I remember being a freelancer all too well. I remember the late nights, the lack of socialisation, the 2am meals, and the desperate chasing after paychecks. The Sims 4 manages to replicate most of that with startling accuracy. Here’s my Sim, a freelance writer I named after myself, working on an assignment late into the night.
In the midst of that, her computer breaks. Typical.
Freelance careers in The Sims 4 are free with yesterday’s update, and they combine two previously introduced systems into one new one. There was one system from the City Living expansion that allowed Sims to complete work tasks from home instead of going to an unseen location for their shift.
The Get Famous expansion introduced the Acting career, through which a Sim would join an agency and take on short term gigs. Freelance careers are a blend of these two, taking two systems that already work well and combining them into something that’s both familiar and unique to the game.
Once you choose the freelance career and decide whether to be an artist, writer, or programmer, you check for gigs in the same way you would in the acting career. Given my own life experience, I chose the writing career. The descriptions on these gigs are very charming. This one made me laugh out loud.
Once you’ve chosen an assignment, you’re given a due date and a few tasks to complete. Usually, you have to chat with your client over the computer before you start writing. This can either give the Sim an “Inspired” buff or a “Tense” debuff. You ever work with an editor who just doesn’t get you and also doesn’t know how to communicate with their needs? It seems my Sim ran into that kind of editor all the time, because she was tense constantly.
Being a freelancer in The Sims 4 is fairly straightforward: get your assignments in on time, and you get paid. Still, the way that the freewheeling assignment structure interrupts the usual day-to-day flow of the game is a welcome change.
Even with the acting career’s relative degree of freedom, you still had to get up, go to work, try to eat a decent meal now and then, get your fun needs met, and go to bed. It can get monotonous, just like in real life.
As a freelancer, your days are varied, but it comes with drawbacks. Your Sims seem to have both more and less free time, in just the same way that real-life freelancers do. Sure, they could put off finding a new assignment for a day because they want to go on a date, or enjoy a holiday, but not working means not earning any money.

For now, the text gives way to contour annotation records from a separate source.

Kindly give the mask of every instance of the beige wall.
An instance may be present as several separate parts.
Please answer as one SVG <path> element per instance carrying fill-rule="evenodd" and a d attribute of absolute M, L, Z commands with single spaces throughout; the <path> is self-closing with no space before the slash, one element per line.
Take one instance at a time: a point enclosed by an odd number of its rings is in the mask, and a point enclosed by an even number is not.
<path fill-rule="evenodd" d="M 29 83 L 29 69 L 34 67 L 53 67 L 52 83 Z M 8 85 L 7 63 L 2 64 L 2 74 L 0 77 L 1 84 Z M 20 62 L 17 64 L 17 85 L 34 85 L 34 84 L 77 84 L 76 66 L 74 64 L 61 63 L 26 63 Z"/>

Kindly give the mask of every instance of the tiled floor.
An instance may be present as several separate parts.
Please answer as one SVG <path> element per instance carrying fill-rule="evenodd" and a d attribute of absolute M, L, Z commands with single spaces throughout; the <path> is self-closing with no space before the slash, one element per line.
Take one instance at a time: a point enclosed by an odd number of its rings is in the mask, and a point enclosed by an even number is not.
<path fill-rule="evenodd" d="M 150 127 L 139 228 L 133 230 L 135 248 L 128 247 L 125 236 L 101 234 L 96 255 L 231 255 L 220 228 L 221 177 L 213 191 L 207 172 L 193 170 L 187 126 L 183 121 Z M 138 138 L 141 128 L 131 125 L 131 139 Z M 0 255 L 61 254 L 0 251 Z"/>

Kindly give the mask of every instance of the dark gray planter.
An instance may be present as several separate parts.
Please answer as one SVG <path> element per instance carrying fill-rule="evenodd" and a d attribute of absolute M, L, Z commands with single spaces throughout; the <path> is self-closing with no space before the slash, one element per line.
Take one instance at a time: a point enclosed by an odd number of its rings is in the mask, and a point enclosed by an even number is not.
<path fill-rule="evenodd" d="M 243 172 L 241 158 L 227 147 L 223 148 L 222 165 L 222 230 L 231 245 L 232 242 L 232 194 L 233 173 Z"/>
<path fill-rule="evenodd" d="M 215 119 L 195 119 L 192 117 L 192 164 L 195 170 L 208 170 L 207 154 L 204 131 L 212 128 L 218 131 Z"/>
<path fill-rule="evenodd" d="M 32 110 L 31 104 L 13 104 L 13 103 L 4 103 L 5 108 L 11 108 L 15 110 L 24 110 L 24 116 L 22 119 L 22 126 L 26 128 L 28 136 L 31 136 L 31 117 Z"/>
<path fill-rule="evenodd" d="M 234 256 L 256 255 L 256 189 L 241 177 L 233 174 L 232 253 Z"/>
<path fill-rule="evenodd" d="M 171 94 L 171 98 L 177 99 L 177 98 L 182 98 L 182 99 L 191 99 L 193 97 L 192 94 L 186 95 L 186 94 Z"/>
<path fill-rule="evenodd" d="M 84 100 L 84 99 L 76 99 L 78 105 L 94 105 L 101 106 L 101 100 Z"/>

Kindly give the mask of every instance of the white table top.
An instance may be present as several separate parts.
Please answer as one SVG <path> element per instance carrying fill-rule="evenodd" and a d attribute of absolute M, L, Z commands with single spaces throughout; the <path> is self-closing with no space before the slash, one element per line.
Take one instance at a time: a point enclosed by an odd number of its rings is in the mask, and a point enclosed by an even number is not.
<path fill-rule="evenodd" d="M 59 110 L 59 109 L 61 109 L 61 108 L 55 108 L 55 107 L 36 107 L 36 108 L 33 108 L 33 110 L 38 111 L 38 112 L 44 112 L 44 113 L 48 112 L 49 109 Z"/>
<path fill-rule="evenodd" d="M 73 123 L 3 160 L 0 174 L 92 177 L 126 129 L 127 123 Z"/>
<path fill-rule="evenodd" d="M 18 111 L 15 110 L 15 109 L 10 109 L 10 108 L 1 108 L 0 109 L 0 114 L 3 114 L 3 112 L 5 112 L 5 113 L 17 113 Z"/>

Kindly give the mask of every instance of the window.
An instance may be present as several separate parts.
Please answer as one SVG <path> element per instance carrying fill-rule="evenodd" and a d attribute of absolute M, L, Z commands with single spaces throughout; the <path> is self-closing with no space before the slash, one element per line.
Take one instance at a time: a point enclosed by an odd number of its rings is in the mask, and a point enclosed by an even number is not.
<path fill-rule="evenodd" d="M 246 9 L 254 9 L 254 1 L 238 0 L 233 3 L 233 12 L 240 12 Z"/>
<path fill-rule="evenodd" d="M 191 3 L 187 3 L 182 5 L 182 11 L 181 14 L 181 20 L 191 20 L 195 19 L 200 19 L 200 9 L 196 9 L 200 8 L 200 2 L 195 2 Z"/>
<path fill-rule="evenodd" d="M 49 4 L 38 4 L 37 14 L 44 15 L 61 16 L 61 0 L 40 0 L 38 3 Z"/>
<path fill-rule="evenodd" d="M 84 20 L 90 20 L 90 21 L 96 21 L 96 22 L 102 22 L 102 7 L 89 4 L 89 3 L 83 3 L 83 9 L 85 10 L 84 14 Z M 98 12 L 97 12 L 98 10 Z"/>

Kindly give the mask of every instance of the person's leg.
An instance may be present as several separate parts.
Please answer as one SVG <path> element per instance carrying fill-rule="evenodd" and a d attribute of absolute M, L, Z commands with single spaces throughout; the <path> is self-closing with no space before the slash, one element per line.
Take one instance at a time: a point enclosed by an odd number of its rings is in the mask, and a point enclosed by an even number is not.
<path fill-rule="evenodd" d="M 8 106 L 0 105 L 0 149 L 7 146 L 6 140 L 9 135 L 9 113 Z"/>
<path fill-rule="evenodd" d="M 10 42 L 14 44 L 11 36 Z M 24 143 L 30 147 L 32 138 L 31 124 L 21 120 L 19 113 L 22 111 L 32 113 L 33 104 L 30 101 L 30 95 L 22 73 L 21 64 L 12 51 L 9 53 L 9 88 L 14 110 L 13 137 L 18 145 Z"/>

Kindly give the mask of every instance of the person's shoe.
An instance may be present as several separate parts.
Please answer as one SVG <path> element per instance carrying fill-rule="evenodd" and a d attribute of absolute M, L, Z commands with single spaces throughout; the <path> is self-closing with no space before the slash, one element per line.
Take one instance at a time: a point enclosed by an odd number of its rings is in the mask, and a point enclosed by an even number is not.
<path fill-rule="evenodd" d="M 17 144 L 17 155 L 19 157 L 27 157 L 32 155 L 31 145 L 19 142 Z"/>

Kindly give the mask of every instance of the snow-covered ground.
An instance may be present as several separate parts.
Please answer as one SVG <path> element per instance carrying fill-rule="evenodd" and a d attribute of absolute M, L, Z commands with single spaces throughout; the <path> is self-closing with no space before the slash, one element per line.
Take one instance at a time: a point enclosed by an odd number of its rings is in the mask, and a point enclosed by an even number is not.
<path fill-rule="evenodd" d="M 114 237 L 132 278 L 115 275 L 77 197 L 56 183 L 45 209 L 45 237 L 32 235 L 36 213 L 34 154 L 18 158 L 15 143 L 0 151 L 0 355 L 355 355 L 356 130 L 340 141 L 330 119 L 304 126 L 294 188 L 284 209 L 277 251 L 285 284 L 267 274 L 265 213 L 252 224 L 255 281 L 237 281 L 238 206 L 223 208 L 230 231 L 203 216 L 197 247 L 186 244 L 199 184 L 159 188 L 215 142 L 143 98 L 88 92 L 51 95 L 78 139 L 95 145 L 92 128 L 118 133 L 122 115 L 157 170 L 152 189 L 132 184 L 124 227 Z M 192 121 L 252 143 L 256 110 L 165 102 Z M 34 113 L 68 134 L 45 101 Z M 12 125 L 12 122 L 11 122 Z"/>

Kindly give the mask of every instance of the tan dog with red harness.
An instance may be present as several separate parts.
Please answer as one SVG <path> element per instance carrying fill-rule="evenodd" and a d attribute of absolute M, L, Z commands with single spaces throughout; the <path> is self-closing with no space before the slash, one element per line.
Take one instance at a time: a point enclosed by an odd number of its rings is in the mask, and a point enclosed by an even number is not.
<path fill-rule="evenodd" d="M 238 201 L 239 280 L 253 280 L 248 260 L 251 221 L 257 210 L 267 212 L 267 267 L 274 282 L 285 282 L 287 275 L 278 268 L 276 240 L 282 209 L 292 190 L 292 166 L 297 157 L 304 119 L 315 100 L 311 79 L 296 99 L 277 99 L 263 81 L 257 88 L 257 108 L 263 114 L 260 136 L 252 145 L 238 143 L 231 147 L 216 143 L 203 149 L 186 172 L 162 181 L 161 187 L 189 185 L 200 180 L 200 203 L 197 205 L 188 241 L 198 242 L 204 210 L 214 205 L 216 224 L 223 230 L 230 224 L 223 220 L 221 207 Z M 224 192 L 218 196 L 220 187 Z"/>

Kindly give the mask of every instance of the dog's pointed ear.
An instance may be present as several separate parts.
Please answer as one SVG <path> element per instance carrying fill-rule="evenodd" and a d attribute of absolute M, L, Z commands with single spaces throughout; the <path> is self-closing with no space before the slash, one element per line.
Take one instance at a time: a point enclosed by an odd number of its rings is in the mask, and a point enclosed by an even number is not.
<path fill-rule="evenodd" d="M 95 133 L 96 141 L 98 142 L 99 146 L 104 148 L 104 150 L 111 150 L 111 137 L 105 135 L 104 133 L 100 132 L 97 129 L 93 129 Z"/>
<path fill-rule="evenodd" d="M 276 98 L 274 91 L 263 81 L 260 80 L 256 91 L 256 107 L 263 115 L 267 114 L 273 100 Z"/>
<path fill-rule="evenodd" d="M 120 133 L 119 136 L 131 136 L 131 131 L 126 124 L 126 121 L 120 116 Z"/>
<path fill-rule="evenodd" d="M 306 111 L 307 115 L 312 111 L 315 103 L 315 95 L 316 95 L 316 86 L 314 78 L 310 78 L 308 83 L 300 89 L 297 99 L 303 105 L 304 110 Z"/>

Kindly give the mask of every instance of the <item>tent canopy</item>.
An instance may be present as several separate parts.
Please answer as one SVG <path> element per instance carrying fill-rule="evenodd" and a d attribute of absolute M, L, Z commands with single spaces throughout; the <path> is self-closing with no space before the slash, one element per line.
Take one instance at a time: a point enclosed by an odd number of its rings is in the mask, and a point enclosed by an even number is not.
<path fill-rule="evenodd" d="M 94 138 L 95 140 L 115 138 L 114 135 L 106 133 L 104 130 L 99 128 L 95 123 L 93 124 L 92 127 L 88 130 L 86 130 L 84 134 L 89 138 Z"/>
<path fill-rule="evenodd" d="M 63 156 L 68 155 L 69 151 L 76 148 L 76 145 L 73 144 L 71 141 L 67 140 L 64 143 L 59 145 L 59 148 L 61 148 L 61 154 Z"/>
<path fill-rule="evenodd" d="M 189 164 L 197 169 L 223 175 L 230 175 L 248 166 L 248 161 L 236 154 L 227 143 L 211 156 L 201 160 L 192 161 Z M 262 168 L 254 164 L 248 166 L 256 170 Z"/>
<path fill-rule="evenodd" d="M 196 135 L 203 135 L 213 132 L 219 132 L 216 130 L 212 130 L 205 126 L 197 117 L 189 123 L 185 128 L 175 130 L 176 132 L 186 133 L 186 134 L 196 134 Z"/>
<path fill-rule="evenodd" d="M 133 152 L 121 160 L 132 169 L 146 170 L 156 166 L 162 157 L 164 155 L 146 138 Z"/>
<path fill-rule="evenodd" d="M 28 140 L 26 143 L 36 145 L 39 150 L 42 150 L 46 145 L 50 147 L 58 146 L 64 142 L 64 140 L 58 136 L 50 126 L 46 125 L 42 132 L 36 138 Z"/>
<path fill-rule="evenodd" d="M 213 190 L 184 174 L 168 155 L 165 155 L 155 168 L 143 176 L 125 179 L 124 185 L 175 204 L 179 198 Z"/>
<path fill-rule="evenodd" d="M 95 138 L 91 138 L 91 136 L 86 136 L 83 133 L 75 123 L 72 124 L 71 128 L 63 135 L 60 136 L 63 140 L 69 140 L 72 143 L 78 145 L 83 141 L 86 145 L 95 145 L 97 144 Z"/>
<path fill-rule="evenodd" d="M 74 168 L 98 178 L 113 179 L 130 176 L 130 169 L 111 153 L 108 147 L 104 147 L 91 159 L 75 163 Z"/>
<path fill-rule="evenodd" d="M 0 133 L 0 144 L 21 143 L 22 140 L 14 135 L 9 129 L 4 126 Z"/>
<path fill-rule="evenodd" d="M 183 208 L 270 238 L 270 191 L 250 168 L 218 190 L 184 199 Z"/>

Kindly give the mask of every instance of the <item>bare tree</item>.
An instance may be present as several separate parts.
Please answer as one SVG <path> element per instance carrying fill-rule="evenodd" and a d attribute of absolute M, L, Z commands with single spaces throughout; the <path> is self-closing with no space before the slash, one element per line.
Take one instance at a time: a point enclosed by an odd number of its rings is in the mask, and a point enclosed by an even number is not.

I tried to complete a freelance assignment once every two days, meaning I had to keep turning down invitations to hang out from my friends and neighbours and worked at all hours. My Sim stayed up until 2:00am every night, more or less, and I quickly forgot what day of the week it was. For days at a time, the only socialisation my Sim got was from her cat, Murry, a playful boy who constantly knocked over the damn trash.
This new career handily replicates the tension of being a freelancer versus having a fulltime job. A fulltime job is more stable, but it can be physically tasking in other ways.
Freelancing is much more unstable and takes a lot more time, but it allows a Sim to have a lot more freedom to do what they want, when they want it. I don’t miss being a freelancer, but being able to play a version of myself that still is one was a fun parallel universe to visit. If only I got paid that fast back in the day.